Juncker, presidente do Eurogrupo, quer deixar o cargo após fim do mandato em junho

Enquanto isso, a questão sobre o sucessor de Juncker se torna cada vez mais urgente. O presidente do Eurogrupo quer deixar o cargo em junho, após o fim de seu mandato. Schäuble diz que o sucessor para o influente posto teria de vir de um país com nota de crédito AAA. A esse grupo pertencem, além de Luxemburgo, apenas a Alemanha, a Finlândia e a Holanda.

O ministro holandês das Finanças, Kees de Jager, recusou a oferta nesta segunda-feira. Os alemães não poderiam reivindicar o cargo para não enfatizar ainda mais a impressão de superioridade no bloco europeu. Possivelmente, o posto será ocupado pelo premiê e ex-ministro das Finanças finlandês, Jyrki Katainen.

O único problema é que comissário europeu para Assuntos Econômicos e Monetários, Olli Rehn, também é finlandês. Uma saída poderia ser que os ministros apoiassem Juncker novamente, mas ele declarou – meio sério e, ao mesmo tempo, meio brincando – estar farto do cargo.

O caso húngaro

Nesta terça-feira, espera-se que os ministros das Finanças da UE congelem milhões de euros de ajuda à Hungria por conta de seu deficit excessivo.
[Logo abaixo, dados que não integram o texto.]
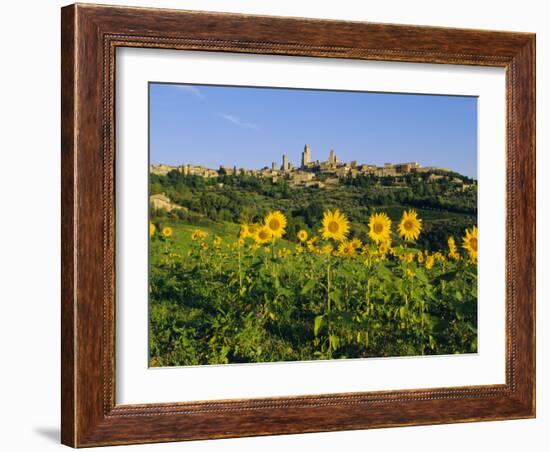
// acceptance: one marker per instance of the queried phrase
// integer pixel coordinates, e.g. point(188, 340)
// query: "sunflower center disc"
point(333, 226)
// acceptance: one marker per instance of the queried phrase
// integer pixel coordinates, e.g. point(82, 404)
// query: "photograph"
point(292, 224)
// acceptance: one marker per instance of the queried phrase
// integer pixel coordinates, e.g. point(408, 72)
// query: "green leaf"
point(335, 296)
point(308, 286)
point(318, 324)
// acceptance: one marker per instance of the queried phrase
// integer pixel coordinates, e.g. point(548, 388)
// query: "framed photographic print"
point(281, 225)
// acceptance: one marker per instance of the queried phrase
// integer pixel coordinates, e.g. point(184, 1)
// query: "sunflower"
point(198, 234)
point(312, 243)
point(335, 226)
point(380, 227)
point(302, 235)
point(430, 261)
point(384, 246)
point(470, 242)
point(327, 250)
point(276, 223)
point(410, 225)
point(285, 252)
point(453, 253)
point(356, 243)
point(246, 231)
point(346, 249)
point(263, 235)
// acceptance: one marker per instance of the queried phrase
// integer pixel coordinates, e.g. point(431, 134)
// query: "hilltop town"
point(316, 173)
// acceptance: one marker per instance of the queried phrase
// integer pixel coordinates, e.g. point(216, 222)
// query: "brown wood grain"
point(90, 36)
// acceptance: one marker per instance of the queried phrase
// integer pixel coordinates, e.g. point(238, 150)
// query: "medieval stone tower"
point(306, 156)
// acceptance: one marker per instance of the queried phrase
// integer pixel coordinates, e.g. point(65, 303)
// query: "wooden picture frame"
point(90, 36)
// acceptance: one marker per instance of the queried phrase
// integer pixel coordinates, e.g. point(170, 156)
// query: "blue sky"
point(251, 127)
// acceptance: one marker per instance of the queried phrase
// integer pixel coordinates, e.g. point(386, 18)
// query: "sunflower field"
point(253, 295)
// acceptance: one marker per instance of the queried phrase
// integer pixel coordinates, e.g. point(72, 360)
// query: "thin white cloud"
point(237, 121)
point(193, 90)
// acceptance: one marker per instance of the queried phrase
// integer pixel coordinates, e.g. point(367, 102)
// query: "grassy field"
point(220, 297)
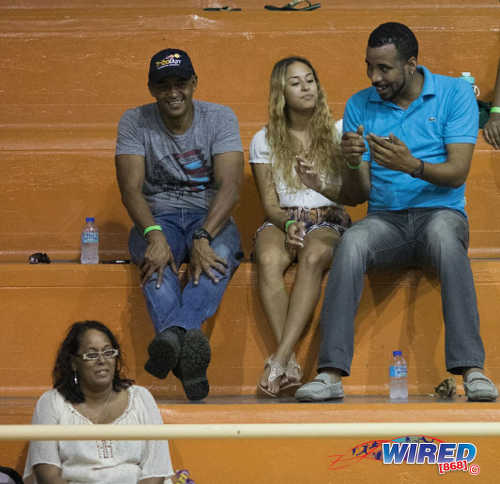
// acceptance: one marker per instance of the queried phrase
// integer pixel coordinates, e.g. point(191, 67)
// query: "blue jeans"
point(425, 237)
point(188, 307)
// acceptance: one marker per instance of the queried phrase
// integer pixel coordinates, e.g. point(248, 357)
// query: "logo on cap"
point(173, 60)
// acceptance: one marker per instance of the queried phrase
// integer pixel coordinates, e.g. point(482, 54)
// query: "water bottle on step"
point(398, 377)
point(90, 242)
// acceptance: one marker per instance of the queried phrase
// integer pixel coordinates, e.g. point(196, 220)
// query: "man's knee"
point(446, 232)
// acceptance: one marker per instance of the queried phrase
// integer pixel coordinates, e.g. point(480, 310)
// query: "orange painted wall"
point(70, 70)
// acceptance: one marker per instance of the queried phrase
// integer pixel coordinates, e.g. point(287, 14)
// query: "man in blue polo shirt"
point(408, 143)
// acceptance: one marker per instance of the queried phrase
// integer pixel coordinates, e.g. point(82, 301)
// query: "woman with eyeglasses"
point(302, 225)
point(89, 389)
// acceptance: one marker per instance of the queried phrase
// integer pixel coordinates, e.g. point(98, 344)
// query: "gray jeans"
point(424, 237)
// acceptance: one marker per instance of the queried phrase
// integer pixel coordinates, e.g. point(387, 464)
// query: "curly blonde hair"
point(324, 150)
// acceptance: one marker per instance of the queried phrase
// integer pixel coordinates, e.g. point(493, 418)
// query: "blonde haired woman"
point(302, 225)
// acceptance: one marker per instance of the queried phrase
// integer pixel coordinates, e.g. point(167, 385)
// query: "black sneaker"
point(193, 363)
point(164, 352)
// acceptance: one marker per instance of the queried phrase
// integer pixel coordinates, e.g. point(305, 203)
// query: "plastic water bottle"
point(398, 377)
point(90, 242)
point(466, 76)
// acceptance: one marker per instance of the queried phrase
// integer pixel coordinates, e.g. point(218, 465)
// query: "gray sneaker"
point(321, 388)
point(479, 388)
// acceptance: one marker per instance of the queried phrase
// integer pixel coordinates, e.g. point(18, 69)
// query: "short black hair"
point(398, 34)
point(62, 374)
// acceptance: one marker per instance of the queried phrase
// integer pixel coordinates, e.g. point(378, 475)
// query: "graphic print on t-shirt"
point(182, 172)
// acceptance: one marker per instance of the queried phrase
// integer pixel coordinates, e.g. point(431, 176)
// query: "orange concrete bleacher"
point(69, 70)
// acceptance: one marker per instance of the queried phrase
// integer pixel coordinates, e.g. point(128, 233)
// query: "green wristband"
point(151, 228)
point(288, 223)
point(352, 167)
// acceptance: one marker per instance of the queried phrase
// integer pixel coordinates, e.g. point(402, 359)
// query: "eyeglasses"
point(94, 355)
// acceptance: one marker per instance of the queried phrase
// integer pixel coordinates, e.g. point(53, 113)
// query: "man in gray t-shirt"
point(179, 165)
A primeira-ministra austríaca, Fekter, classificou a ação como "usar duas medidas" para lidar com países com problemas orçamentários.

"À Espanha não aplicamos sanções imediatamente", disse Fekter antes de reunir-se com seus 26 colegas ministros da UE. "Temos que tratar todos os países da mesma maneira."

Oficiais argumentaram que a Hungria é um caso à parte, pois desde a sua entrada no bloco, em 2004, o país não tem se mantido dentro do nível deficitário recomendado pela UE. Apesar de o deficit húngaro estar se aproximando da meta de 3% do PIB, a UE considera que as medidas de redução adotadas são apenas temporárias.

Por isso, a Comissão Europeia recomendou suspender 495 milhões de euros, ou 29% do que a Hungria deveria receber em 2013, do Fundo de Coesão da UE – que disponibiliza recursos para projetos de infraestrutura nos países mais pobres do bloco. É a primeira vez que o braço executivo da UE recomenda bloquear o acesso ao fundo.